W supermarketach Piotr i Paweł sprzedaż drobiu już w ubiegłym tygodniu spadła o kilka procent. Nawet o 10 procent w przypadku mięsa indyczego – mówi rzecznik sieci Tesco Przemysław Skory. Nieznacznie, ale systematycznie spadają też ceny drobiu. Za szyjki indycze na zupę czy do bigosu trzeba było wczoraj w Carrefourze zapłacić niecałe 5 zł za kilogram – jeszcze dwa tygodnie temu kosztowały złotówkę drożej. Czy to już panika związana z ptasią grypą, której ogniska wykryto na Mazowszu?– Wśród klientów paniki nie zauważyliśmy, choć zaczęły padać pytania: skąd mamy mięso i jajka. Jakie są gwarancje, że produkty są bezpieczne? – mówi Skory.
Dlatego w Tesco pojawiły się tablice informujące o tym, że producenci dostarczający drób pochodzą z obszarów, gdzie nie stwierdzono ognisk ptasiej grypy. Jest też instrukcja, jak przygotować do spożycia jaja i mięso, opracowana przez sanepid.
Jednak pracownicy sklepów nieoficjalnie przyznają, że w ich firmach widać niepokój. Zaczęło się sprawdzanie, czy na półkach i w chłodniach nie ma towaru ze skażonych terenów.– Na razie go nie znaleźliśmy, ale jesteśmy w stałym kontakcie ze służbami weterynaryjnymi i w razie czego możemy nawet w ciągu kilku dni zmienić dostawcę drobiu i jaj – mówi rzecznik Tesco.

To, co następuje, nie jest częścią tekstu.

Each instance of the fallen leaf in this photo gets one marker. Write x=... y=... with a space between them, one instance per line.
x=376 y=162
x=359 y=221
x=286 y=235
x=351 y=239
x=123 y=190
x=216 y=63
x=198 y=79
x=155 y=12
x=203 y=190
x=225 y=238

– My też na bieżąco monitorujemy dostawy – mówi rzecznik supermarketu Piotr i Paweł Błażej Putryn. – Jeśli znajdziemy jajka lub mięso ze skażonych terenów, od razu wyeliminujemy je ze sprzedaży.Real przeszkolił pracowników, tak by byli przygotowani na pytania konsumentów. – Towar mamy bezpieczny, ale nadal sprawdzamy zapasy – mówi rzecznik sieci Agnieszka Łukiewicz-Stachera. Rzecznik wojewódzkiego sanepidu Wiesław Rozbicki uspokaja, że mięso zazwyczaj leży w sklepowej chłodni 2 – 3 tygodnie. – Dlatego nie mogło być zakażone wykrytym teraz wirusem – twierdzi. Główny Inspektorat Sanitarny też uspokaja. – Dyrektywy Unii Europejskiej nie wymagają likwidowania zakażonych jajek czy usuwania ze sklepów mięsa pochodzącego ze skażonych terenów. Zalecają termiczną obróbkę – mówi zastępca głównego inspektora weterynarii Krzysztof Jażdżewski.
Ale niepokój konsumentów idzie dalej. – A co z majonezem, który jest w sklepach. Czy on nie jest z surowego żółtka – pytał zaniepokojony czytelnik.Rzecznik wojewódzkiego sanepidu Wiesław Rozbicki uspokaja. – Majonez przemysłowy poddawany jest pasteryzacji, podczas której wirus ginie – mówi. – Ginie też przy produkcji wędlin, które są konserwowane.